Pas d’excuses, pas d’introspection
Nulle évocation de la colonisation brutale de la région par les troupes nippones au début des années trente. Rien sur les massacres de civils et les viols de masse commis en Chine, à Nankin. Pas une ligne sur le sort des milliers de jeunes femmes asiatiques transformées en esclaves sexuelles pour les soldats nippons dans la région. Aucune mise en perspective permettant aux visiteurs japonais de tenter un travail de mémoire similaire à celui réussi en Allemagne dès la fin du conflit. Les enfants japonais n’ont pas d’équivalent de Dachau à visiter.
Beaucoup ont, un temps, espéré que Barack Obama bouleverserait cette lecture, qui a été confortée par des années d’un enseignement et d’une culture populaire expliquant que le pays et son empereur, Hirohito, avaient été entraînés malgré eux par une poignée de leaders militaires brutaux. Le dirigeant allait, par un discours de vérité, forcer le Japon à se regarder dans le miroir. Mais le président américain a déjà annoncé qu’il ne prononcerait pas à Hiroshima les excuses symboliques qui auraient pu contraindre les élites nippones à entamer une introspection sur leur vision biaisée de l’histoire. Le responsable devrait essentiellement se concentrer sur un discours plaidant pour un monde sans armes nucléaires, au grand soulagement du Premier ministre nippon, Shinzo Abe, qui estime que son pays a, de toute façon, suffisamment demandé pardon et fait acte de contrition.
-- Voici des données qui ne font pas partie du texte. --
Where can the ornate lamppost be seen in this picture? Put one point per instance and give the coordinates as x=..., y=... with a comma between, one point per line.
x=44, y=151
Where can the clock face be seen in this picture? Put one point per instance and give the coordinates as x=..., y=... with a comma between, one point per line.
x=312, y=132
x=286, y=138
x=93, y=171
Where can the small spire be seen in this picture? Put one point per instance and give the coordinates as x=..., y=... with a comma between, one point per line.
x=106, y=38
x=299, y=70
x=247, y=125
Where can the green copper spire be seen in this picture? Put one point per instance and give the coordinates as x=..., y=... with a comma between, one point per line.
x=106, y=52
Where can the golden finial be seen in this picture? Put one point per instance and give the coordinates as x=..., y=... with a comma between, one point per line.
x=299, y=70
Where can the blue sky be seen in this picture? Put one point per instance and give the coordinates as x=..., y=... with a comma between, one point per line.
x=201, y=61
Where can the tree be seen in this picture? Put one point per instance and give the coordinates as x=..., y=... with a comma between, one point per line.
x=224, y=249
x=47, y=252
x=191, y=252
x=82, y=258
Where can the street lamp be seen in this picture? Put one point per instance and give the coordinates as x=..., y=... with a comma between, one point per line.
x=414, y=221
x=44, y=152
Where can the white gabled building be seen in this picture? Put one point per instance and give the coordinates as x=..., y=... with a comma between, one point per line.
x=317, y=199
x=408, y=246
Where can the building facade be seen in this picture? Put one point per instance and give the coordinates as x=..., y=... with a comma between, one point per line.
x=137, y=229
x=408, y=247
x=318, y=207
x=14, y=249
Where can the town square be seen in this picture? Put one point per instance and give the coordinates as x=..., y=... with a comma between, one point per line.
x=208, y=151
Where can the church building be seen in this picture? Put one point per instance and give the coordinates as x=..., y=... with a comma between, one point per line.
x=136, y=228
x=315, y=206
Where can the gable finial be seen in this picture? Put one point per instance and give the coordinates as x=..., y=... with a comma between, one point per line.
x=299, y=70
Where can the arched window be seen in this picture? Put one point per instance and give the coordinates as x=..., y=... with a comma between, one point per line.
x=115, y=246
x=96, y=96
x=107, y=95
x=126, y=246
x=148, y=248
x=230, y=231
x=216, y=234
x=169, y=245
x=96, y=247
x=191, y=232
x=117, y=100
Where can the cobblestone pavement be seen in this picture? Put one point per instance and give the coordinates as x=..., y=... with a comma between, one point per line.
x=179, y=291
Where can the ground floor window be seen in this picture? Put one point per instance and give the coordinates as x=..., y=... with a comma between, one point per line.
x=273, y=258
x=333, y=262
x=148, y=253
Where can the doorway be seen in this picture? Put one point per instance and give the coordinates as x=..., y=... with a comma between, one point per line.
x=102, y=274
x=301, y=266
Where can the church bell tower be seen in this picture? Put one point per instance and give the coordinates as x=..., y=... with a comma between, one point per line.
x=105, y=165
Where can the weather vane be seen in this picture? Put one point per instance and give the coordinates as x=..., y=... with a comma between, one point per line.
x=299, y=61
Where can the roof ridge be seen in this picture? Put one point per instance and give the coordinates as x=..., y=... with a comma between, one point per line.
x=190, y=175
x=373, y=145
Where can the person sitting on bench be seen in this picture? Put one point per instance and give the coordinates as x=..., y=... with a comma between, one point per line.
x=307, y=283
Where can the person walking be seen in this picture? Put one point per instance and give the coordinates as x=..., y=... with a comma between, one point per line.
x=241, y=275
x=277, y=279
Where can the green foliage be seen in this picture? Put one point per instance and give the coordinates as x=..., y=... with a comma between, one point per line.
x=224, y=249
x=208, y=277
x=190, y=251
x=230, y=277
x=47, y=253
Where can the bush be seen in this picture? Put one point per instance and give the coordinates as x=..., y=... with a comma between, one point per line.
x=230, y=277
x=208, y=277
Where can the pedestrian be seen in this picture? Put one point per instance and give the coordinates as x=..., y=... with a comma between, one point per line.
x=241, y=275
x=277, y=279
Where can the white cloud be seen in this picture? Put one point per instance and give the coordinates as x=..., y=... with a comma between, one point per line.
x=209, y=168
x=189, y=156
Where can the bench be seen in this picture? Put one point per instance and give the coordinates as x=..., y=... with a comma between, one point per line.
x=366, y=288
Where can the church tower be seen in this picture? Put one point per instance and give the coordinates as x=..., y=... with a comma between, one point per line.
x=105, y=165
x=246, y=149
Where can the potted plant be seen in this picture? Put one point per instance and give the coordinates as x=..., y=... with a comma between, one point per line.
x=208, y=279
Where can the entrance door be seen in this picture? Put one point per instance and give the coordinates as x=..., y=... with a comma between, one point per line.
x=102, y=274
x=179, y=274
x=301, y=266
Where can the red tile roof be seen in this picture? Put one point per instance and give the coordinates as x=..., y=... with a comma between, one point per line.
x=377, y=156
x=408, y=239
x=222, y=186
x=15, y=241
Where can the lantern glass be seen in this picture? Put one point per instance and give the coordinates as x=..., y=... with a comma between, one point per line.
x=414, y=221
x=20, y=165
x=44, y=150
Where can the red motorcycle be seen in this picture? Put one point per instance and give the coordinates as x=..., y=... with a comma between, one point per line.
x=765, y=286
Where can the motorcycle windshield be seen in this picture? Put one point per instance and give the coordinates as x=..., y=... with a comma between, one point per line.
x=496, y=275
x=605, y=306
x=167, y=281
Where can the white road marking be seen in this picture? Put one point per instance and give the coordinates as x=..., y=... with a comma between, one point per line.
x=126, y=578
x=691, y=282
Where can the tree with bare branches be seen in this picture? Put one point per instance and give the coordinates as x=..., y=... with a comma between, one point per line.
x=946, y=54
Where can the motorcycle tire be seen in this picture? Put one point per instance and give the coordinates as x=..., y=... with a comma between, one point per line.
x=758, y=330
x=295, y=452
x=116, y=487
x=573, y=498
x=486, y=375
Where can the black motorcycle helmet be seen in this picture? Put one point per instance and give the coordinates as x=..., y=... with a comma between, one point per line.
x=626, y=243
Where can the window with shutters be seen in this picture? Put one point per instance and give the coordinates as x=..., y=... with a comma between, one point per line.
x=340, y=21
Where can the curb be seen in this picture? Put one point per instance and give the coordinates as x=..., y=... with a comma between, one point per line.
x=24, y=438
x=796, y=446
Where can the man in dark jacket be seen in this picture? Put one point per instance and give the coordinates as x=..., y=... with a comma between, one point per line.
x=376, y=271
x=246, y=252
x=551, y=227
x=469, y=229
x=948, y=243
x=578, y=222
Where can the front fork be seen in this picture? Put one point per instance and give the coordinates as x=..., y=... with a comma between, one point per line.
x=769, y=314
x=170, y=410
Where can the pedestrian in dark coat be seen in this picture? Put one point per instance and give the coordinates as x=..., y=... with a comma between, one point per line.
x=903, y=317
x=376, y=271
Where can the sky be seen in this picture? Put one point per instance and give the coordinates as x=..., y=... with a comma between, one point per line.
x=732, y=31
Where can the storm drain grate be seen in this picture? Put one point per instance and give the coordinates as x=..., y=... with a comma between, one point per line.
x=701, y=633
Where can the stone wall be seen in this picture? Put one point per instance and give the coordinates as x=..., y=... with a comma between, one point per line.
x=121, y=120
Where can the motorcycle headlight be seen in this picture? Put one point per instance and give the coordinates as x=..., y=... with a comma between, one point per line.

Il est vrai que plusieurs responsables politiques japonais ont, au fil des décennies, formulé des excuses fortes pour les exactions commises par l’armée impériale avant et pendant la Seconde Guerre mondiale. Mais autant de dirigeants ont fait douter, ces dernières années, de la sincérité de ces regrets. Plusieurs membres de l’actuel gouvernement ont eux aussi flirté avec un révisionnisme malsain. Des ministres proches de la droite nationaliste continuent aussi de se rendre plusieurs fois par an au sanctuaire shinto de Yasukuni, à Tokyo, considéré à Pékin et Séoul comme le symbole odieux du passé militariste du Japon. Ils y honorent les 2,5 millions de morts pour le Japon dans les derniers grands conflits, mais aussi 14 criminels de guerre condamnés pour leurs exactions dans la région lors de la Seconde Guerre mondiale. Et l’exécutif n’émet jamais de communiqué clarifiant sa position sur ces visites controversées.
Amnésie et victimisation
S’ils craignent que la venue du président américain à Hiroshima n’incite le Japon à se cloîtrer dans cette amnésie et cette victimisation, les partisans d’un réexamen du passé nippon veulent encore croire que la seule présence de Barack Obama alimentera un débat sur la capacité de Tokyo à entamer une démarche similaire auprès de ses grands voisins asiatiques et de son allié américain. Déjà, mercredi soir, des médias ont embarrassé Shinzo Abe en le questionnant publiquement sur son éventuelle visite du site américain de Pearl Harbor, à Hawaii. Le 7 décembre 1941, cette base américaine fut attaquée par surprise par l’aéronavale japonaise et 2.403 Américains furent tués au cours du raid, qui reste vécu comme un traumatisme aux Etats-Unis.
Les médias sud-coréens et chinois vont, eux, défier le Premier ministre japonais d’oser venir dans leur pays déposer des fleurs sur des monuments témoins de l’oppression nippone d’autrefois. A quand une visite de Shinzo Abe à Nankin, demanderont-ils. Jamais, répondra le gouvernement conservateur. En déstabilisant Pékin, qui nourrit sa propagande des trous de mémoire de Tokyo, un tel geste symbolique témoignerait pourtant d’une maturité du Japon plus marquée et lui donnerait une aura nouvelle dans l’ensemble de l’Asie-Pacifique.